On the streets, there are just large bands of roving boys/men. The few women you see are always accompanied by a man, or you see them in the restaurants or shops, never just out on the streets with friends. When I catch someone staring at me, which happened constantly in the day I was there, they always look away quickly so they do not get caught staring impolitely at a woman. The roles inside the home seemed rather traditional as well. The family we visited – the woman was primarily responsible dealing with the children when they were problematic; but, the father spent just as much time playing with them and attempting to discipline them – they just didnt listen. 🙂 She did not speak much English and I spoke very little Arabic, so most of our interaction was the four adults sitting in the room watching Nick cartoons (which are really weird) and then some BBC programming. While the kids ran in and out with the new toys we had gotten them, that made a ton of noise. Im pretty sure the parents will disown us soon.

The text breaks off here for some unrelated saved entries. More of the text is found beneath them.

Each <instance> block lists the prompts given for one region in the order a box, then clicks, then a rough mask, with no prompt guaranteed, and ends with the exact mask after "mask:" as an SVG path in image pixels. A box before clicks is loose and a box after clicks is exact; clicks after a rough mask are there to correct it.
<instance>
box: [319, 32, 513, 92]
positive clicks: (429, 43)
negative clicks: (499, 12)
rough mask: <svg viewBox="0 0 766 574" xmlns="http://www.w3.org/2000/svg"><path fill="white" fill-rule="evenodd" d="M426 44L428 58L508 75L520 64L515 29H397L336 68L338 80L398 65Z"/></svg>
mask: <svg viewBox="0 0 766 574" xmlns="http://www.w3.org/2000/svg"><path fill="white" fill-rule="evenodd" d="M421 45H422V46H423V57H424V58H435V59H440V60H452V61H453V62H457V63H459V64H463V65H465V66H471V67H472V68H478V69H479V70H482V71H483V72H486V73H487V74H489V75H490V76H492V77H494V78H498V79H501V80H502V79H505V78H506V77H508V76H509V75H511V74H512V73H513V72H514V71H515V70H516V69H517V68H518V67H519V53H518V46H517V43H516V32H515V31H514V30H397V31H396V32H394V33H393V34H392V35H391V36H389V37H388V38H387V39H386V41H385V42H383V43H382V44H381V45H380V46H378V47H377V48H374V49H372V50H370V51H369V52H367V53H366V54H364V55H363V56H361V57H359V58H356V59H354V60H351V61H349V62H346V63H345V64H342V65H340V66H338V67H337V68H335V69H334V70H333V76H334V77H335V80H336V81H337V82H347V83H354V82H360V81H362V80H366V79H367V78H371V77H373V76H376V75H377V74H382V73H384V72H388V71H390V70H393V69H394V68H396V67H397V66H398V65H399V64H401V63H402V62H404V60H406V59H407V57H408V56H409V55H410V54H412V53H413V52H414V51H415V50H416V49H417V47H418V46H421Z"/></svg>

Turkey is a whole different world.  We are staying in the extremely touristy section of Istanbul – Sultanahmet. I got off the tram, after three hours of traveling from the airport, and immediately got accosted by a man selling carpets. I am apparently incapable of figuring out how to say no, without feeling guilty and rude, so I followed him around the corner and down the stairs of this building – knowing that I  would be the star of Taken 3 – Im an idiot. Fortunately, they just wanted to give me apple tea and try to sell over priced carpets to me. The next male encounter was on my way back from taking some scenic pictures of Istanbul that night. People just throw random English out to see if you will take the bait, and I did. He eventually showed me a phone full of pictures of random Asian women he had also taken pictures with. And then made me link arms with him as he walked me back to my hotel – I originally just thought he wanted me to eat at his restaurant! Apparently I was wrong, because when I forced him to leave me before he found out where I was staying, a kiss on the lips was requested. I quickly said no, and ran away, taking a detour just in case he tried to follow me. These interactions quickly made me miss the ignoral of Jordan. Here, Im just another American tourist, to sell cheap crap to, and potentially hook up with.

So a novelty in both worlds, but such different interactions. There is something dehumanizing about both styles though. In both, I feel like less of a person – one as an object to be held apart and the other as an object to be exploited  Neither seem to consider me and what I would want, although of course neither is my culture so I probably do not warrant an entire change of style, based on my mere existence. I dont know how I will make friends in either world. Im a third gender in Jordan. Men treat me more like they would other men – they can say things they would never say in front of their wives, sisters, mothers, (mostly consisting of gay jokes and farts), but I am still not a man. They still must treat me far more conciliatory than they would normally, without the strict structure surrounding their interaction with Muslim women. In Turkey, Im a tourist. Im neither gender nor human – Im money. And considering I do want food, and jewelry and maybe even a rug by the end of the trip, it will probably work for them to “Ask me one question” before I go. 

Im sure things will continue to feel unsettled – this is a lot of change for me in a short time, after what seems like a lifetime of same. And I miss my bed and my own bathroom and not traveling while having a period. But so far, I still embrace my decision to leave the known and travel out into the world that I still cannot believe I found. Im sure there will be many more surprising things to encounter during the next two weeks in Turkey, but I will try to post some pictures soon. My new hobby (photography) awaits.